Platte, who has been working in the business for more than 20 years, said there are two types of customers he typically sees — one of which encompasses the demographic of athletes he’s seen.
“Somebody might come in here and get one tattoo as a remembrance piece of a child or a parent, and then we’ll never see them ever again,” he said. “Other people that are heavily covered, like Korie (Lucious) and Draymond (Green), most of those guys we’ll see once a month for continuous work.”

Career effects
MSU Field Career Consultant Jennifer Jennings said many times, students come into her office to ask how getting a tattoo can affect their career.

“I always think it’s interesting that they know to ask, that always tells me something that they’re a little unsure careerwise,” Jennings said. “Getting them to really think through that process of why it is a big deal, because sometimes that might answer their question of whether or not an employer would hold that against them.”

She said with the popularity of tattoos growing, she looks for professionals have them to show them an example of successful people with them.

“When getting tattoos, it’s got to be something that they want to do, that they believe in doing,” she said.

“If they have a concern that someone might judge them because of it, they probably aren’t going to have something that everybody else sees.
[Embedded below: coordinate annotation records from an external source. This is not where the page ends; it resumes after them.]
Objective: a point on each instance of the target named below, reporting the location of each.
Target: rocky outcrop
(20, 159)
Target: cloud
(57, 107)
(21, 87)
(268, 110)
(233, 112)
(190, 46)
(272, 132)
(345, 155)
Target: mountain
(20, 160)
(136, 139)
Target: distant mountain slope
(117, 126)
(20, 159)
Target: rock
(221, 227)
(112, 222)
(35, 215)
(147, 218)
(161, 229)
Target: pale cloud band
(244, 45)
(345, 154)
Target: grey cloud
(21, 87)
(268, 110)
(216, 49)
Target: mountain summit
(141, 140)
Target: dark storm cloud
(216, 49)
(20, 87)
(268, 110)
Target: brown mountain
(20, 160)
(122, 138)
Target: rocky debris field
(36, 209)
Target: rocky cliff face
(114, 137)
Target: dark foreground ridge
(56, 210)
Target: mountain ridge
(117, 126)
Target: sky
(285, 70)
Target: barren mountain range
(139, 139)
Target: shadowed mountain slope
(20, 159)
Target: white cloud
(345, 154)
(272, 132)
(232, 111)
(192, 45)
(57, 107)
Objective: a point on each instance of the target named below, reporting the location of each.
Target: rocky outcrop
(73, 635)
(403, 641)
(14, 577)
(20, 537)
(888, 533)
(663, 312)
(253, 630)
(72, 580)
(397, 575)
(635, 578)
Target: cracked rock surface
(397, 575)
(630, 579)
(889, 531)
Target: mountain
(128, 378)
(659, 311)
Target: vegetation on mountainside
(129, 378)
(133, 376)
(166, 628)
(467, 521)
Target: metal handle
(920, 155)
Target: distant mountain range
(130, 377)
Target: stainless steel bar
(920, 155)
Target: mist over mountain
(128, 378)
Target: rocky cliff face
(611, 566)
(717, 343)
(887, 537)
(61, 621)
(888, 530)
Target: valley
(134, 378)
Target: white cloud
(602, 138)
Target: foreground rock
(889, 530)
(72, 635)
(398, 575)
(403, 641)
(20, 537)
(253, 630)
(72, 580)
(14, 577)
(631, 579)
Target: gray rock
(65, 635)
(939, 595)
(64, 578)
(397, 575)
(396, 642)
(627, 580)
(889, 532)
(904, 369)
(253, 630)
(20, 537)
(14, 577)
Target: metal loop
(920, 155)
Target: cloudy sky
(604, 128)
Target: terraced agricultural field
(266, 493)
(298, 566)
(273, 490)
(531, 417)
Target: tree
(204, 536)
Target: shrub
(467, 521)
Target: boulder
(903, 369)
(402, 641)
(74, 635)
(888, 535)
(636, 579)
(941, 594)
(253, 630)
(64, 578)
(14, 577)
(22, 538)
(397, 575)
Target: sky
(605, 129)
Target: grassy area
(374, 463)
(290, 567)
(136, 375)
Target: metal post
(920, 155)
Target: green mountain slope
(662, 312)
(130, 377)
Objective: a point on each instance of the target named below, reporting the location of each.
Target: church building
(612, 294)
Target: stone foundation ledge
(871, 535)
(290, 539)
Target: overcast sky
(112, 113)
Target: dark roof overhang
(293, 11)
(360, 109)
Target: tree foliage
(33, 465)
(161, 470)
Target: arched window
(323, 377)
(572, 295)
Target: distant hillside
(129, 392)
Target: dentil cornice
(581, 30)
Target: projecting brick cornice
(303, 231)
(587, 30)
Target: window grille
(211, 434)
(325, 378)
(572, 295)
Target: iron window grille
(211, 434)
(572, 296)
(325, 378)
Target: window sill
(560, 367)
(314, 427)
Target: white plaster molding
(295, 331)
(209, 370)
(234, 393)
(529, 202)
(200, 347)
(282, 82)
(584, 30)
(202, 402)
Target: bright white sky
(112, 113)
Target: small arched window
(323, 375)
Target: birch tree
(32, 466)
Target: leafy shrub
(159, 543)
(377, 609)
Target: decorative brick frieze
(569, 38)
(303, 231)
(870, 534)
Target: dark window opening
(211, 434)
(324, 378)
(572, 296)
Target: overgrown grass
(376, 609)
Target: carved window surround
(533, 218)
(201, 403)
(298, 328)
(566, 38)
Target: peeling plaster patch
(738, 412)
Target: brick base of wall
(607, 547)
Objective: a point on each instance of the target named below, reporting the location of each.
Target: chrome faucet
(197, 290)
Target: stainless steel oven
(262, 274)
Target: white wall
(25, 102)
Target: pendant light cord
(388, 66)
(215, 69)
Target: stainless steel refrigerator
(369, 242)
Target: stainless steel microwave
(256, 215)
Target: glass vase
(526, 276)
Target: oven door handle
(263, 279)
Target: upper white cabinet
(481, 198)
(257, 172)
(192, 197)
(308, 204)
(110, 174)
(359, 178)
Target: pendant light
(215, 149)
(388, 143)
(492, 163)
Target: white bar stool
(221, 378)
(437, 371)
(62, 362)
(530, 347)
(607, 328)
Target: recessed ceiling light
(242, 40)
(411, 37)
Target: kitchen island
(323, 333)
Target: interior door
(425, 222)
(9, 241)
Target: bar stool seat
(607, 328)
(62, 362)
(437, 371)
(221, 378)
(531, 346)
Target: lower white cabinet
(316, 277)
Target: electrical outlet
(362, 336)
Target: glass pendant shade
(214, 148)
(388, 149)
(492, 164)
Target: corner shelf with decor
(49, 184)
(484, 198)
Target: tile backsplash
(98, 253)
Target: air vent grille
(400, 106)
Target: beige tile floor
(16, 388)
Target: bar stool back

Since it is a popular activity for college students to get tattoos, it is something they want to consider, and so I will set an example for them of current professionals that have one that you would never know, because they’re covered.”

Jennings said she doesn’t know of an industry that frowns upon tattoos, but they also can be used as a confidence booster.

“I think that is a personal choice,” she said. “I would never coach or advise a student to get one or to not get one. If it makes the person, through their own self-expression, feel better, I don’t think that’s bad.”

Just a fad
Reminiscing of his days of growing up in Iron Mountain, Mich., to his time on the bench behind longtime mentor Jud Heathcote, the fad makes sense to Izzo.

Izzo doesn’t like looking at his college photos with long hair, or remembering when he wore bell-bottoms, but he said tattoos are a different type of fad because they are permanent.

“The only thing is, a tattoo is one of the fads that doesn’t go away,” he said. “It doesn’t kill me one way or another, I just wonder what they’re going to be like five, six, seven, 10 years from now.”

Still, he said similar to any other fad, the longer it lasts, the more people are going to have them.
“Right now, I try to tell (Nix) most of the (professional basketball team) owners don’t have them,” Izzo said. “Like some of the other fads, as it gets later and longer, people hiring people will have them, too.”

Merchant added that there really isn’t any way to stop college athletes from doing it because they’re adults and they can do what they want to their bodies, but wonders what it will look like when they’re older, especially with women.

“It’s pretty cool when you’re 18, 19, 20, and on a basketball court, but then the next step is how does it look when it’s old,” she said. “It’s like you’re going to have to get married some day or go for a big-time job interview. That’s where I start to grapple with it.”

She said that looking around the league both in college and the WNBA, most players have them, and have them all over their bodies.

“They’ve got them up on their ears and down their necks and on their arms and on their legs,” Merchant said. “That’s who our girls look up to, that’s who they see, (those are) the best players in the country. More than 80 percent of them have some sort of tattoo.”